Apenrades Bürgermeister Thomas Andresen ist angesichts des verpflichtenden Händedrucks zwiegespalten. Foto: Hans Chr. Gabelgaard/ Ritzau Scanpix

Ob Stadtratsabgeordnete an der Zeremonie teilnehmen wollen, solle jeder mit sich ausmachen, fügt der Bürgermeister hinzu. Wichtig sei ihm nur, dass der Neubürger nicht an 30 Kommunalpolitikern vorbei defilieren und jedem einzelnen die Hand schütteln müsse. Das käme nahezu einem Spießrutenlauf gleich. Das wolle er keinem Neubürger zumuten. Es müsste deshalb koordiniert werden, wer und wie viele Kommunalpolitiker an den Zeremonien teilnehmen.

Für ihn würde es durchaus reichen, dass ein Verwaltungsmitarbeiter diesen Händedruck stellvertretend durchführt. Genau so sieht es der sozialdemokratische Abgeordnete Erik Uldall Hansen: „Wir müssen uns mal zusammensetzen, um konkret abzusprechen, wie viele Stadtratsabgeordnete maximal teilnehmen. Für mich würde es ganz klar reichen, wenn Verwaltungsmitarbeiter diesen Händedruck vollziehen.“ Er stellte dem Bürgermeister sogar ein – seltenes – Lob dafür aus, wie er diese kontroverse Frage gehandhabt habe.

Absurder Tagesordnungspunkt

„Ich finde diesen ganzen Tagesordnungspunkt merkwürdig. Es ist absurd, dass wir für die Symbolpolitik der Regierung vereinnahmt werden. Ich für meinen Teil gebe gerne anderen Leuten die Hand, will aber nicht andere Menschen dazu zwingen“, sagte Michael Christensen von der Sozialistischen Volkspartei (SF).
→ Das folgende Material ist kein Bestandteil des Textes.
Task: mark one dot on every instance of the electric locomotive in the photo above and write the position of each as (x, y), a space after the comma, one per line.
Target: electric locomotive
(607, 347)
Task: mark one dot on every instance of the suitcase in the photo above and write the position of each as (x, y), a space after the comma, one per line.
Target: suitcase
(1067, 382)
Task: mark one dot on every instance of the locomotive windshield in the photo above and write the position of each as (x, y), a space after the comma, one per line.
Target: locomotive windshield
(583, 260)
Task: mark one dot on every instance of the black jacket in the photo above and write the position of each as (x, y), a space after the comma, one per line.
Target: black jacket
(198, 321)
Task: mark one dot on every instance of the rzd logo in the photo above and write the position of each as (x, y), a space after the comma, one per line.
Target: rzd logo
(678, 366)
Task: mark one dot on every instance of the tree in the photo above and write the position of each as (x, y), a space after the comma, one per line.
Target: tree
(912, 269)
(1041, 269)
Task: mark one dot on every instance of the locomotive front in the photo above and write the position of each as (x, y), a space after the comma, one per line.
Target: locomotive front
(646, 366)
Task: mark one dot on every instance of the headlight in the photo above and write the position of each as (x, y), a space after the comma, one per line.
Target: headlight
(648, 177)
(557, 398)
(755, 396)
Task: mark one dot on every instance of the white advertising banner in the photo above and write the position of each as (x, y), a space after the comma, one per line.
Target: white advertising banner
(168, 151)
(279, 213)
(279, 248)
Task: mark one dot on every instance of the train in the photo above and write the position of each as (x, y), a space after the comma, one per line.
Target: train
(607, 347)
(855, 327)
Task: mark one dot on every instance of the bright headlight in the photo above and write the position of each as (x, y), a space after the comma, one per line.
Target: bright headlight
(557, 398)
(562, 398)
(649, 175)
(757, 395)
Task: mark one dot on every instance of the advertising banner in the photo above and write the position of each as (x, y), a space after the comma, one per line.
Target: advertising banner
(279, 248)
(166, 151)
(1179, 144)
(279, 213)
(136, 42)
„Das hat mit Symbolpolitik nichts zu tun. Das ist schiere Höflichkeitspolitik. Ich werde sehr gerne an dieser Zeremonie teilnehmen. Es ist aber für mich auch in Ordnung, dass der Bürgermeister das nicht wünscht“, so Ejler Schütt von der Dänischen Volkspartei (DF), der den Händedruck als eine der vielen Kardinalfragen seiner Partei bezeichnet.

„Ich möchte gern neue Staatsbürger willkommen heißen, möchte aber nicht kontrollieren müssen, wie fest sie meine Hand drücken“, sagte Rasmus Elkjær Larsen von der Konservativen Volkspartei (Kons.). Sein Parteikollege Jan Riber Jakobsen bedauerte, dass eine Veranstaltung, die eigentlich ein Festtag für Neubürger sein sollte, jetzt zum Politikum gemacht werde.

„Dieser Händedruck ist ein Ausdruck dafür, dass unsere Integrations- und Flüchtlingspolitik überhaupt nicht zusammenhängt“, lautete der Kommentar von Jens Bundgaard von der Einheitsliste (EL).

Und Philip Tietje (V) rief abschließend allen noch einmal ins Gewissen, dass diese Zeremonie würdevoll und kultiviert abzulaufen habe.

Die Kosten für die Zeremonie werden auf 20.000 Kronen jährlich veranschlagt.